When I’m at school, and I’m cold, or I can’t possibly look at another page of history reading, or I feel lonely as we all inevitably do sometimes, I yearn to go home. Because home is comfort. My dog is at home. There aren’t Spanish presentations at home. My mom will make me a turkey sandwich if I ask nicely. I spend time with my high school friends who I have known for years. I get to sleep in my bed with its ridiculously comfy mattress topper that is indented from my habit of sleeping exclusively on the right side. At home I find comfort in the predictability of being in a place I have known my whole life.
But the reality I’ve had to wrap my head around is that home is harder to define than it used to be. I haven’t slept in my bed in Los Angeles for more than eight consecutive nights this year. I’m not going home for Thanksgiving; my family is instead meeting me in New York. Home has become less of a place and more of a feeling.
Home now comes in small doses of comfort. I feel home when I’m on the phone with Katharine trying to describe our new, separate lives to each other. I feel home when my parents come to visit and we recreate an adapted version of the routines I know so well. Quiet time reading and puttering around our house before dinner becomes relaxing, squished together on the queen bed in my parents’ hotel room before getting ready to go out to dinner. Daily recaps during the car ride home from school have become efforts to catch each other up on the important developments in our lives in the few face-to-face moments we have together.
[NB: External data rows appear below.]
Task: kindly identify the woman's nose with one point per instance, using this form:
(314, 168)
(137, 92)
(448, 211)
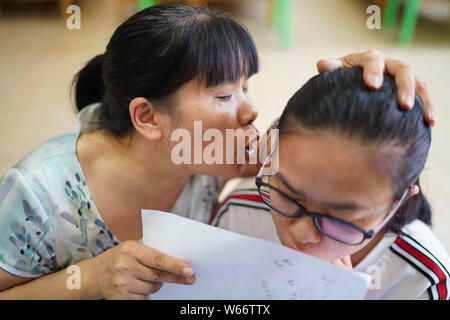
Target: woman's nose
(304, 231)
(247, 113)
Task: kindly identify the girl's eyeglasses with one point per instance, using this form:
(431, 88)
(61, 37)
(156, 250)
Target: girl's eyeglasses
(334, 228)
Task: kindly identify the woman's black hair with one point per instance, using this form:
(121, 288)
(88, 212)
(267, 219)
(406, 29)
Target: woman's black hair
(155, 52)
(339, 101)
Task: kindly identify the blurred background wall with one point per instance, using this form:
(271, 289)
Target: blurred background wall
(39, 56)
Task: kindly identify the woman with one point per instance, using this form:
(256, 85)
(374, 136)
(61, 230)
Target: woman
(347, 188)
(77, 198)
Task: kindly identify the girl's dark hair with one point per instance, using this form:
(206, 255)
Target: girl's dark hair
(155, 52)
(340, 101)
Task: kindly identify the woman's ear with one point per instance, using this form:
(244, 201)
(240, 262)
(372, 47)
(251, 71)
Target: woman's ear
(145, 118)
(414, 190)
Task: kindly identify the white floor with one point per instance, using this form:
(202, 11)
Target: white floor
(39, 56)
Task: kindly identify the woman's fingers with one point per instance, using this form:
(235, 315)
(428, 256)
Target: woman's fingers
(155, 275)
(374, 64)
(405, 81)
(158, 260)
(144, 288)
(425, 96)
(328, 65)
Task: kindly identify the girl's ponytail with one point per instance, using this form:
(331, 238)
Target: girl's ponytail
(88, 83)
(416, 207)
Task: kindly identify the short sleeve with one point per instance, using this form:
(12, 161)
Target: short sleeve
(27, 243)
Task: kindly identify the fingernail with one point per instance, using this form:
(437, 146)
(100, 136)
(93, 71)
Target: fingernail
(190, 280)
(432, 117)
(187, 272)
(376, 81)
(408, 100)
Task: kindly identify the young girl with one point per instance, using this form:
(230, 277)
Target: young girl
(347, 188)
(77, 198)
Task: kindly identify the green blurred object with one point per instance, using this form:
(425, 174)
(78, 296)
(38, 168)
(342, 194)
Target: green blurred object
(408, 21)
(142, 4)
(281, 19)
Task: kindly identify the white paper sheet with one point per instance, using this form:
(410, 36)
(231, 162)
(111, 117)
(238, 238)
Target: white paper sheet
(231, 266)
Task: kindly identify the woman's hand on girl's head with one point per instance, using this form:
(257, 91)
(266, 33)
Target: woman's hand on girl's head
(132, 270)
(374, 64)
(344, 262)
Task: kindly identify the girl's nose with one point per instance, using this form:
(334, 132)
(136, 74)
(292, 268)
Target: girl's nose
(247, 113)
(304, 231)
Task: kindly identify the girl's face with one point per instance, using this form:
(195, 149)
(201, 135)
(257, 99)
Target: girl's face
(221, 108)
(332, 175)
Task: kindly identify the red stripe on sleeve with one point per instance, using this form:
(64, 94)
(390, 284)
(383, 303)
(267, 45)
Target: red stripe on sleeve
(442, 289)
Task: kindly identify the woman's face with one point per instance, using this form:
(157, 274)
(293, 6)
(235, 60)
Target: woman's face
(226, 107)
(332, 175)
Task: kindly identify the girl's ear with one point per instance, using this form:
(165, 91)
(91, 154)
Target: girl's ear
(414, 190)
(145, 119)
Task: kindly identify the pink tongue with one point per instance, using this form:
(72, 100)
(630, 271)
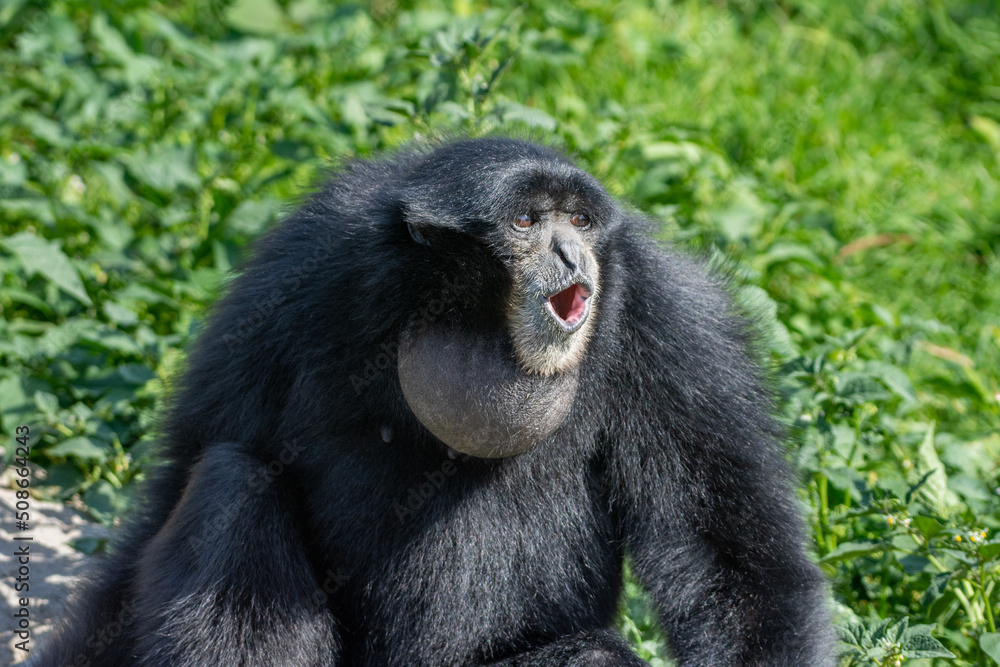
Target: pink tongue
(571, 303)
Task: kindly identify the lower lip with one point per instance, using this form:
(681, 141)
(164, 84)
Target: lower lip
(580, 308)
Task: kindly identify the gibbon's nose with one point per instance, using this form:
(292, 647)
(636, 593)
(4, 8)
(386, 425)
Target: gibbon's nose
(568, 250)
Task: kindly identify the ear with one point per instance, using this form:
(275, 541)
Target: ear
(416, 234)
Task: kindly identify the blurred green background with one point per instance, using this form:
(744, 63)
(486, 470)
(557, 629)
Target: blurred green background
(841, 159)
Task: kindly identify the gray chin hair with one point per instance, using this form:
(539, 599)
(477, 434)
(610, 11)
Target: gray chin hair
(470, 392)
(540, 345)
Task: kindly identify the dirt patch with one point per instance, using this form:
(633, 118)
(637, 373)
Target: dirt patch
(55, 566)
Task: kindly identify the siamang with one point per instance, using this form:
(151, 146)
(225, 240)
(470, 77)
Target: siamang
(439, 406)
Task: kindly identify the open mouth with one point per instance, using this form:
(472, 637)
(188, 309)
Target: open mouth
(569, 307)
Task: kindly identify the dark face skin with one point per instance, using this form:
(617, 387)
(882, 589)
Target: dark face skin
(555, 287)
(501, 392)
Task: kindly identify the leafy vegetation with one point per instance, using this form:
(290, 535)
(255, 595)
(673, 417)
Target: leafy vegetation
(840, 158)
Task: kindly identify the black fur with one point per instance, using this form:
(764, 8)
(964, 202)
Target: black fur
(303, 517)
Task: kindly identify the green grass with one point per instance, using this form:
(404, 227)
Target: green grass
(844, 157)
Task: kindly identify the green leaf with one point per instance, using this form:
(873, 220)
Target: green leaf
(935, 489)
(894, 378)
(990, 643)
(928, 526)
(46, 258)
(990, 550)
(923, 646)
(937, 588)
(79, 447)
(164, 168)
(847, 550)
Further complicating my definition of home is my realization that I now have two. I was once quick to deny that Georgetown was one. So I surprised myself when I was having coffee with my high school English teacher this summer and the phrase, “when I go home” slipped out of my mouth as I talked about flying back to D.C. the next week. I had believed that Los Angeles would be the only place that ever felt like home to me. It was only when I opened the door of my Village A apartment for the first time this year that I felt differently.
As I grew up, my parents created a home for me, and now I’m creating my own — the first of many. This home is different. It takes some trial and error. I have to build it by figuring out who the people are who make me feel good, how to spend my time, and what I need to do to take care of myself. This home is not as comfortable, and at times, it’s scarier. But it’s mine. And that excites me. I feel home when I cook bolognese sauce with my mom’s recipe, but experimenting each time, adding some rosemary one day, cumin another, to make it my own. I feel home when I invite friends over for dinner. I feel home when I wake up early to go for a run because I discovered I love the stillness of the morning, something I never got the chance to find in my first home.
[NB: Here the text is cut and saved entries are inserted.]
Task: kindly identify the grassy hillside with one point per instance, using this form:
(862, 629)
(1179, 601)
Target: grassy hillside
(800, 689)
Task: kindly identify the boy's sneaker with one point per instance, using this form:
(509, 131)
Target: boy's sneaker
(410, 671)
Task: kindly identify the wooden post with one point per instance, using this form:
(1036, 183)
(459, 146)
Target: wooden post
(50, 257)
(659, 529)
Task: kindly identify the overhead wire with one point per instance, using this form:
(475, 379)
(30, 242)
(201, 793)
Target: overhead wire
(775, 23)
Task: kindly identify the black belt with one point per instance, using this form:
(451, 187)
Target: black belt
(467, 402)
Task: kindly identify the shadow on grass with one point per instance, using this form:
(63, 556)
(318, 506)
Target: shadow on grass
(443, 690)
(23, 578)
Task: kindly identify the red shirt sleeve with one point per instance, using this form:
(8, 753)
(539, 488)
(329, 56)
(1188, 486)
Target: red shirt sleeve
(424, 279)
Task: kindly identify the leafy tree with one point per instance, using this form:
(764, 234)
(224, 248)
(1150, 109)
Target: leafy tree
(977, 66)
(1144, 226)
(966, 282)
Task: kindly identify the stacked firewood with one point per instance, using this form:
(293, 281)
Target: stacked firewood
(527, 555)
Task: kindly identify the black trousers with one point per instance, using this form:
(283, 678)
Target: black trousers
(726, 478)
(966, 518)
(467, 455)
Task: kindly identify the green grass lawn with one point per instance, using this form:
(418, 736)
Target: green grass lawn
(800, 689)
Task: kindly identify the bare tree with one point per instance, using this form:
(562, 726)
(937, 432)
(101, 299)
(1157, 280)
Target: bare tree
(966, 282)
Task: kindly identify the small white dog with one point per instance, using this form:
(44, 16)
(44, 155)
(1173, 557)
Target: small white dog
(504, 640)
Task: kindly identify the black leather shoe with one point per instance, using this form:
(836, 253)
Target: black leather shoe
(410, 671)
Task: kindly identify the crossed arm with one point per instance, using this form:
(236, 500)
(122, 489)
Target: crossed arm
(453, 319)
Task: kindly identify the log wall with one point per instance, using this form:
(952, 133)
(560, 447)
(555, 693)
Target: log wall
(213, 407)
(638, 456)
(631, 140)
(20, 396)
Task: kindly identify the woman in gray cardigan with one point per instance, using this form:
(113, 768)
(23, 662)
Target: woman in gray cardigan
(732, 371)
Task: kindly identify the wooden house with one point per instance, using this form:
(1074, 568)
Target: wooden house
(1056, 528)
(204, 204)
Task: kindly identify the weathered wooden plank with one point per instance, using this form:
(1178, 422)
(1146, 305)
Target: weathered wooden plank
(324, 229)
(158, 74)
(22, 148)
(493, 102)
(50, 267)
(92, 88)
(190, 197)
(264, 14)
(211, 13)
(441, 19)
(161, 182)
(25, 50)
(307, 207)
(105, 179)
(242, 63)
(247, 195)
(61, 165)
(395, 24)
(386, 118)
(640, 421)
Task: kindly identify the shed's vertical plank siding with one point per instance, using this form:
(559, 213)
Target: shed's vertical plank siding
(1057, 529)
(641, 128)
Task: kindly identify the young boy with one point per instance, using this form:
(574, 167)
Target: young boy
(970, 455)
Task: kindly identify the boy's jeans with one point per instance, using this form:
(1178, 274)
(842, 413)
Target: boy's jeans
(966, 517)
“Home” is now a word I can’t solely define by the house where I grew up. It carries more nuance now. My childhood house will always be my home. But I’ve had to accept it is a place I only visit now. Now, my home is my apartment, with the table where I sit and watch people walking by as I eat my dinner, and the bed where I read before falling asleep as I’ve done since kindergarten. Home is the ever-expanding list of places where I am building my own life.